Public relations ‘vertical’ vs bottom-up initiatives

This is a comment [ru] from a current MVD employee and a participant in the forum, about the order to conduct the search and the attempt to bring a criminal case against the creator of the forum:

The creation of the forum to counterbalance the official MVD site does not contradict the existing legal system. The forum's aim was not to spread lies or offensive data in relation to the Central Apparatus of the MVD. The individuals who spread such data bear the responsibility regardless of whatever site it was distributed on. Therefore, the site's creators cannot be responsible for any offensive language or slander written by one of the site's users. Find those who spread it. An explanation of the specific procedures of the MVD subdivisions can be accessed openly in textbooks on legal procedure, criminal investigation, the MVD's administrative work etc. In the forum secret government data was not expanded upon and had appeared accidentally before being quickly removed by the administration.

Transparency, as a principle of the work of our government, is one stipulated by our Constitution and by the law on government service. The suppression of transparency is a direct encroachment on the legal foundation of the country where you live. Your decision is unlawful. We would like to forewarn you that the regular participants in the forum are not only MVD employees but simple citizens, the mass media and deputies of the Duma who serve the government of the Russian Federation and its Constitution. Unlawful attempts to close the forum or persecute their creators could incite people to turn to the General Prosecutor's body, the State Duma, the President of the Russian Federation, international organisations, including group and mass acts of protests. I call on you to prevent unlawful actions. Your challenge to propose a way of leading negotiations has been set.

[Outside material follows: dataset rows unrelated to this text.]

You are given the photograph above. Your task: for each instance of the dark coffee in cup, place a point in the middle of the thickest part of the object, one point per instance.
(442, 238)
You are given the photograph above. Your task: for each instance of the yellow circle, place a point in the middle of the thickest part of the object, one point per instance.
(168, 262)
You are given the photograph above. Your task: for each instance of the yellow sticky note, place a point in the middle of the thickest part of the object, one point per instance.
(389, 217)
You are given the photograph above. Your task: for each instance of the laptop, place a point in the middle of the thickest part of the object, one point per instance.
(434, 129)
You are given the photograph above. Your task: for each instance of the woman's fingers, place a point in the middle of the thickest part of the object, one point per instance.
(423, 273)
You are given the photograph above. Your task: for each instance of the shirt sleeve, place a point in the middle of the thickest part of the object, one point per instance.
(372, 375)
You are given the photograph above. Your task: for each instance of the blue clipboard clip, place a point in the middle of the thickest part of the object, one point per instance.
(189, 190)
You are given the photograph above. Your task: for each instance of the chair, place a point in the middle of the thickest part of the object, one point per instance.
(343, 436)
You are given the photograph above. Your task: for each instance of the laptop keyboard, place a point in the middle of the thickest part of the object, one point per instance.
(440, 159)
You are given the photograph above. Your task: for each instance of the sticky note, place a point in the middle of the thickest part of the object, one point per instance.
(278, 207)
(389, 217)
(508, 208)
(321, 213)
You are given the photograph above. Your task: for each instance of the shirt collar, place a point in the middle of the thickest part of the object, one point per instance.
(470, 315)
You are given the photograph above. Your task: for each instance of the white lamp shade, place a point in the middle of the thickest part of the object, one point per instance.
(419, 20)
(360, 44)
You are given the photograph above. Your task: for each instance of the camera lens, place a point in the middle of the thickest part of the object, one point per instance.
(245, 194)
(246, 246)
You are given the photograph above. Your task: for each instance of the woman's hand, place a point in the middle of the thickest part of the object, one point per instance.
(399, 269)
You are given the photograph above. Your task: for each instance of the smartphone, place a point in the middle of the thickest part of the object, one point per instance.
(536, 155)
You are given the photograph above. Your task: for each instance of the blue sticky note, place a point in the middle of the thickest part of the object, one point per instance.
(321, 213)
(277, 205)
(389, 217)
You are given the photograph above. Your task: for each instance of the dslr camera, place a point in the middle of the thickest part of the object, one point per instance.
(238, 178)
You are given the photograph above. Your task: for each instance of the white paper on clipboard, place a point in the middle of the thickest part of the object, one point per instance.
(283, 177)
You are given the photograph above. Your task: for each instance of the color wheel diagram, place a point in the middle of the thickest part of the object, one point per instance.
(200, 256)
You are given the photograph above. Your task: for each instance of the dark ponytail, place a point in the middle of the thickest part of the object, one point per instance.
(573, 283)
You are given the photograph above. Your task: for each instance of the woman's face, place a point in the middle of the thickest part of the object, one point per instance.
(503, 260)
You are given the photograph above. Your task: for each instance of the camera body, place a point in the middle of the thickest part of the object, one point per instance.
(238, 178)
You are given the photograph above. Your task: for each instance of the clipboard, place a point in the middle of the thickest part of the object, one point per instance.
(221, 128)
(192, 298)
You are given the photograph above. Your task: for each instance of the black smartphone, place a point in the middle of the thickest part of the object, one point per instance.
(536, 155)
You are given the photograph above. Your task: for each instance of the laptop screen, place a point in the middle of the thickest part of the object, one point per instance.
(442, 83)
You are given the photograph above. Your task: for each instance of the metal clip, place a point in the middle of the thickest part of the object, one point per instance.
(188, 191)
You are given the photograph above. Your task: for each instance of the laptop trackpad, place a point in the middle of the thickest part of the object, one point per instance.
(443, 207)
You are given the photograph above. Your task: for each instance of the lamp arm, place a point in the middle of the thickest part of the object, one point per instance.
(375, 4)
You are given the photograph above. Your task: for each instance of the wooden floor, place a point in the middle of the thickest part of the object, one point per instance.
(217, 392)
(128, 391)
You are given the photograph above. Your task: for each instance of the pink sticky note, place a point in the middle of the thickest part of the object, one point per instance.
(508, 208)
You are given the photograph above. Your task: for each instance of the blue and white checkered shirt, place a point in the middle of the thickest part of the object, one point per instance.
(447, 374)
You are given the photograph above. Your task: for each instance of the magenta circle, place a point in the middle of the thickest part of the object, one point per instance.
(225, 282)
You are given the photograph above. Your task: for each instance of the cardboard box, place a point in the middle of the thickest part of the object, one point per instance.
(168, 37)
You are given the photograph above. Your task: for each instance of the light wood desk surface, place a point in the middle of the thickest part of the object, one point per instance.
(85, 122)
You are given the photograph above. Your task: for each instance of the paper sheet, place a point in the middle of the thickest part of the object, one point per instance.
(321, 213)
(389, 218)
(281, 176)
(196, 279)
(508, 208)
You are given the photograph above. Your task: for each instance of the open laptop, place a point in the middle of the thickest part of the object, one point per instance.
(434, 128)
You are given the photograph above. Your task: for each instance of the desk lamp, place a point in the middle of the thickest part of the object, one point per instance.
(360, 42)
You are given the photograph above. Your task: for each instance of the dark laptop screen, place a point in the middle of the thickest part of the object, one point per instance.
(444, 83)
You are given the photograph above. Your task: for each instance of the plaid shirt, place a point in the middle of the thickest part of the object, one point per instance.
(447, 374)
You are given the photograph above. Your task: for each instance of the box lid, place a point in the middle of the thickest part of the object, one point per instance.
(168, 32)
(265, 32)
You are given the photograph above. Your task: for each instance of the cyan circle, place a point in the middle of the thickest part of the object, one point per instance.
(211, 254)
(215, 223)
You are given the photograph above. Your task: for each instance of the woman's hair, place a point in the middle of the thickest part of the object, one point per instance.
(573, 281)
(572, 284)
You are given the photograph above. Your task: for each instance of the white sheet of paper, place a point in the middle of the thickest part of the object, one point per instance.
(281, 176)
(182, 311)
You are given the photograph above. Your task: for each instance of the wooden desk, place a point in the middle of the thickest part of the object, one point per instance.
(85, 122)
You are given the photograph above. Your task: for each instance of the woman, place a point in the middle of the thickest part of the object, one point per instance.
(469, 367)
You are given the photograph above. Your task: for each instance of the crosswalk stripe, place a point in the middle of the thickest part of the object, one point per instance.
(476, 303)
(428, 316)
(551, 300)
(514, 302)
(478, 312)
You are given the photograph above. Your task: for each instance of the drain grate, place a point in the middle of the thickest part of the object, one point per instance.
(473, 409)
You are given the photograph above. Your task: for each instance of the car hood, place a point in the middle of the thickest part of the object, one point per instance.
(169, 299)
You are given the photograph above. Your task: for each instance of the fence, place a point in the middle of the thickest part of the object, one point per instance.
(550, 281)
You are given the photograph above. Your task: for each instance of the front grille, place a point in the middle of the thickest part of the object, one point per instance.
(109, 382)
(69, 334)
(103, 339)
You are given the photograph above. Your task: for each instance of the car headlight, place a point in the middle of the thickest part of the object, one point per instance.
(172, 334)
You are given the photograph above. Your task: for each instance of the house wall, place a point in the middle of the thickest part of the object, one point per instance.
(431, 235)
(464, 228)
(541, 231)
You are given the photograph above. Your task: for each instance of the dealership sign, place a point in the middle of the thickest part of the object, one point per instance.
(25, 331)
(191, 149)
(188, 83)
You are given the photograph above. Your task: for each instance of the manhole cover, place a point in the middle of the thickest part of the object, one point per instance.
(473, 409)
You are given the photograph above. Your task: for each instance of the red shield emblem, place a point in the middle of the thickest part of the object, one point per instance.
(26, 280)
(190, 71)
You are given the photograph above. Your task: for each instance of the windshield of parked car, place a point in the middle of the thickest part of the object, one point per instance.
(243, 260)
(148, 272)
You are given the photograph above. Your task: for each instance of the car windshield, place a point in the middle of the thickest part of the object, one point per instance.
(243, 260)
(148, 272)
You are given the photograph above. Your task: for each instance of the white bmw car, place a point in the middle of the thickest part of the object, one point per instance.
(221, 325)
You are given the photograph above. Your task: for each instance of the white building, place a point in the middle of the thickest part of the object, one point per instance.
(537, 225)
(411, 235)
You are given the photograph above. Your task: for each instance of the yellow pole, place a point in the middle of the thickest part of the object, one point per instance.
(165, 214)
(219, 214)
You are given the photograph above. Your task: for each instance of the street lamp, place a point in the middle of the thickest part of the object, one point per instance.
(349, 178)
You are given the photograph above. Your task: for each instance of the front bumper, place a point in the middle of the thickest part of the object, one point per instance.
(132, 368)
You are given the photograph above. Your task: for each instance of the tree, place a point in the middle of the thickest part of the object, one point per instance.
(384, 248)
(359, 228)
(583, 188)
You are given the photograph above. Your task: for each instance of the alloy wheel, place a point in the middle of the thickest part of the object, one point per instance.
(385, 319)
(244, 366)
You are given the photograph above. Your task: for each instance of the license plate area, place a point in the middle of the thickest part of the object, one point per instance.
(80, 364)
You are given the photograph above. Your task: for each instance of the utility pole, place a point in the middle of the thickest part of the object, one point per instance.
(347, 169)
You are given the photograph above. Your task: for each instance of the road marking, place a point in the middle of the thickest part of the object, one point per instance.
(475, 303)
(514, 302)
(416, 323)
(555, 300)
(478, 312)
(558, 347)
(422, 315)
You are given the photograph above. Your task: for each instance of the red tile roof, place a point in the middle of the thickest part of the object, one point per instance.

The reaction of the activists on the forum at the attempt to close it down and put pressure on its creators was interesting. By a way of a counter action the particpants began discussing registering the forum as a non-profit organisation and including former employees of the MVD. One of the participants of the forum, Plastun wrote [ru]:

With a such resistance movement it would be more efficient to oppose [the attempts of closure], since such associations would be able to defend members’ rights by representing their interests in law-enforcement bodies whatever their level and to defend the rights of those who still work, simply by receiving information about rights infringements and making a claim on their behalf.

In reply to this, the creator of the forum clarifies [ru] “This idea is already in motion I would say”.

And so what will we get as a result? An uninteresting, boring group on the social network Vkontakte, created by official MVD structures and an attempt to shut down and pressure the lively and interesting forum of MVD employees. Alas, this is a widespread bureaucratic practice, as one of the participants, Begemot, noted [ru]:

There is a police PR department. It is a powerful organization of several thousand employees, with salaries and full expenses which has, at least, twenty to thirty experienced specialists who occupy themselves with backing the online image of the MVD. […] At one point in time a lieutenant colonel [Vorobiev] […] creates a site which gathers a group of like-minded people, with only a pitiful budget (in ministry terms) and the site becomes the COUNTERBALANCE for the whole bulky official MVD site, which cost… but yes we're not talking about money and neither is it the question at hand. The question is a person. And  a professional. […] A first class professional who had established, almost single-handedly and almost without a budget, the competition to the whole MVD department!